Semua tertawa kecuali Inne. Ah, dan Tria. Aku tidak menghitung tawa meremehkan Tria sebagai sebuah tawa.
“Kurasa ia dibunuh,” Maria melanjutkan perbincangan.
“Boleh tolong ambilkan air putih?” ucap Cindy pada Tria.
“Ambil sendiri!” timpal Tria.
Aku yang kebetulan duduk di dekat teko air putih, menggeser teko tersebut ke arah Cindy. “Ini,” ucapku.
“Terima kasih, Ra,” ucap Cindy.
“Menurutmu apa seseorang bisa memotong tangan dan kakinya sendiri?” Tria bersuara lagi.
“Ia pasti dibunuh oleh wanita-wanita laknat itu!” Shan berujar yakin.
Cindy yang tengah meminum air putihnya, nyaris tersedak mendengar kalimat Shan barusan. “Wanita-wanita laknat?” ia mengulangi. Tak mengerti.
“Iya. Sekumpulan wanita kan…” Shan menghentikan kalimatnya. “Ah, menyebutkannya saja aku tak sampai hati.”
“Kan? Kan apa? Kantung?” dengan cemilan memenuhi mulutnya, Inne bertanya.
“Kandang, Inne,” aku meimpali dengan santai. Asal saja.
“Oh, wanita kandang.” Inne mengangguk-angguk.

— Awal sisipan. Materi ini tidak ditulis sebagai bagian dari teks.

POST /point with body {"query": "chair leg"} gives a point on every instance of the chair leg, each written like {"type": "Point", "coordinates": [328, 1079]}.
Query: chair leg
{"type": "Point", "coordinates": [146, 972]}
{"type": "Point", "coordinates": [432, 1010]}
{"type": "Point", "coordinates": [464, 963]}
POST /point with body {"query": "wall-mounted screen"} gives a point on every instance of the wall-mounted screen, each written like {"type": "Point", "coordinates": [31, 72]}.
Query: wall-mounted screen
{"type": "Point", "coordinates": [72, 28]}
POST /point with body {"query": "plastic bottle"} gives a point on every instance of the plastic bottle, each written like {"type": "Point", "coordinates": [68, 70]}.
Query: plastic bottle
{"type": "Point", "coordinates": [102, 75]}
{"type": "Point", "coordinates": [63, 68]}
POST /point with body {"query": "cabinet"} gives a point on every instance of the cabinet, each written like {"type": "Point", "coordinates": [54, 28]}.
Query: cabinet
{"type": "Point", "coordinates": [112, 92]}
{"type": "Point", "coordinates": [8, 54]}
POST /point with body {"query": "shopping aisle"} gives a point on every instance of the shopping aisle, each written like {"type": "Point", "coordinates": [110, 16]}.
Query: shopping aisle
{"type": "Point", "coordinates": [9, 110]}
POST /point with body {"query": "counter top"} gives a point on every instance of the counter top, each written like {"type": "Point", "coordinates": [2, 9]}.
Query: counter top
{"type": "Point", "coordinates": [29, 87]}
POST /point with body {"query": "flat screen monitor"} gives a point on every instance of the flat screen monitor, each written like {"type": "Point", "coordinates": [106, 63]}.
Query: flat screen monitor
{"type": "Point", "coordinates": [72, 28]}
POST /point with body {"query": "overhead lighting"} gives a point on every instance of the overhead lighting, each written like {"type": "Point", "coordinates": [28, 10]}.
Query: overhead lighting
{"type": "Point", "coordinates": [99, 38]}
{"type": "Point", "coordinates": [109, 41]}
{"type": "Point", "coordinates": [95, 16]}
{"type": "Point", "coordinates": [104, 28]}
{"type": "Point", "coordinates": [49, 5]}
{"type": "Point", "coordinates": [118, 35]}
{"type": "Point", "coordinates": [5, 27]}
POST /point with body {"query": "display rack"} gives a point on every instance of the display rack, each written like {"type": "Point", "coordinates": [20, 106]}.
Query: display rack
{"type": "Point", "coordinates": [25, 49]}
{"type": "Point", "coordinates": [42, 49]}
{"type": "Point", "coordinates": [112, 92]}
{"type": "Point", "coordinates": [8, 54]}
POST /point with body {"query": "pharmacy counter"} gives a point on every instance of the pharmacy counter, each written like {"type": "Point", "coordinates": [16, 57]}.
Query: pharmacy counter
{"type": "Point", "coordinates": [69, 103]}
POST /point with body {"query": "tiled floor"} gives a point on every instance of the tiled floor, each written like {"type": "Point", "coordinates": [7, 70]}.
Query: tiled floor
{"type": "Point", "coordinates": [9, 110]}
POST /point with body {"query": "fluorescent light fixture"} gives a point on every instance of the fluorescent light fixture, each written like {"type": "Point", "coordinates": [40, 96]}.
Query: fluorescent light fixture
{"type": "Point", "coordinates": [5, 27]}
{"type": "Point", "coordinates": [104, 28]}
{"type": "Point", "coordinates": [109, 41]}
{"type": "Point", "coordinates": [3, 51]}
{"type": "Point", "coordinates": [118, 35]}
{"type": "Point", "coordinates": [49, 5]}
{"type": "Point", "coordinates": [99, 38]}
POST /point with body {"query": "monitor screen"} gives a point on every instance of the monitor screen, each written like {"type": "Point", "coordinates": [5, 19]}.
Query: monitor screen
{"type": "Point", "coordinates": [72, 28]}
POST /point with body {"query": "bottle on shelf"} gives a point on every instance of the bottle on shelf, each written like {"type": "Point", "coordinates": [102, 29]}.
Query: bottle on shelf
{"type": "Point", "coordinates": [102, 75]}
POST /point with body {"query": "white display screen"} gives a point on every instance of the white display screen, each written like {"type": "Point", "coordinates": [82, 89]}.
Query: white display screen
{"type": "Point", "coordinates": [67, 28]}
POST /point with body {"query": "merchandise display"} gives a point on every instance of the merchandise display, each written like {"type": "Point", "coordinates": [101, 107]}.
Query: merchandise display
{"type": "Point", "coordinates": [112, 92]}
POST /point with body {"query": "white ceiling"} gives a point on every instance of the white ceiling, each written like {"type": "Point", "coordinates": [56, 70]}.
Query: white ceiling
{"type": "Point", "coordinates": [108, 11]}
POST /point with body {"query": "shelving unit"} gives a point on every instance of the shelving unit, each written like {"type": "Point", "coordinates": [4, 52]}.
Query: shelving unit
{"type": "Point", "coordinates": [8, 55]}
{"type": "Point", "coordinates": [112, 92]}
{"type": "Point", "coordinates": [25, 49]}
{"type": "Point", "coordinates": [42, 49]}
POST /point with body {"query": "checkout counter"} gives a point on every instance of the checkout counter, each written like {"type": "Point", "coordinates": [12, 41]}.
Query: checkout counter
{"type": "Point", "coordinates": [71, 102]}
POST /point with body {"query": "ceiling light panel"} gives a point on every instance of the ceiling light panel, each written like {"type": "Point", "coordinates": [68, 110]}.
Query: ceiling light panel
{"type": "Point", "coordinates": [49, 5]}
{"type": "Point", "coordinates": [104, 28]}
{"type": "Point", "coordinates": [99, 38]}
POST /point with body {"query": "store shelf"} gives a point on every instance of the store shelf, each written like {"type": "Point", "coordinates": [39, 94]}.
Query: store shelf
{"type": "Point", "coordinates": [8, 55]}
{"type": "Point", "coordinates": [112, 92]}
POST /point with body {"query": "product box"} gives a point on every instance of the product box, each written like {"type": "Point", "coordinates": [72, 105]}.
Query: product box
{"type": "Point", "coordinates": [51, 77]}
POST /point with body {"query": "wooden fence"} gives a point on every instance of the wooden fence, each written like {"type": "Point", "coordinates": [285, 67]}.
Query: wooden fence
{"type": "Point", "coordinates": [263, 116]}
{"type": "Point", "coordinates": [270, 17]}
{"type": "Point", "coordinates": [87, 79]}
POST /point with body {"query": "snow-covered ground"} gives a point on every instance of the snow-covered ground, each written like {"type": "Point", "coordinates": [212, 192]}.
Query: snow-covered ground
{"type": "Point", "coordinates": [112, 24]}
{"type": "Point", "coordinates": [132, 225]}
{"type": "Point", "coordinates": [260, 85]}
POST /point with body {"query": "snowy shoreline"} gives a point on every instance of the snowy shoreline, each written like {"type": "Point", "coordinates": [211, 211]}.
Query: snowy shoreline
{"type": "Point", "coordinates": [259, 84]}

Maria, Cindy, dan Shan tertawa. Tria tertawa meremehkan. Tak apa, sudah biasa. Lagi pula, aku memang tak sama sekali bermaksud melucu.
“Sampah!” ucapnya Tria tiba-tiba. Terdengar sangat ketus.
“Aku?” tanya Inne. Wajahnya ketakutan. Inne sangat takut pada Tria, memang. Ia yang paling sering mendapat senyuman sinis wanita yang jelas betul tampak sangat tidak ramah itu. Ya, kau pasti tahu alasannya.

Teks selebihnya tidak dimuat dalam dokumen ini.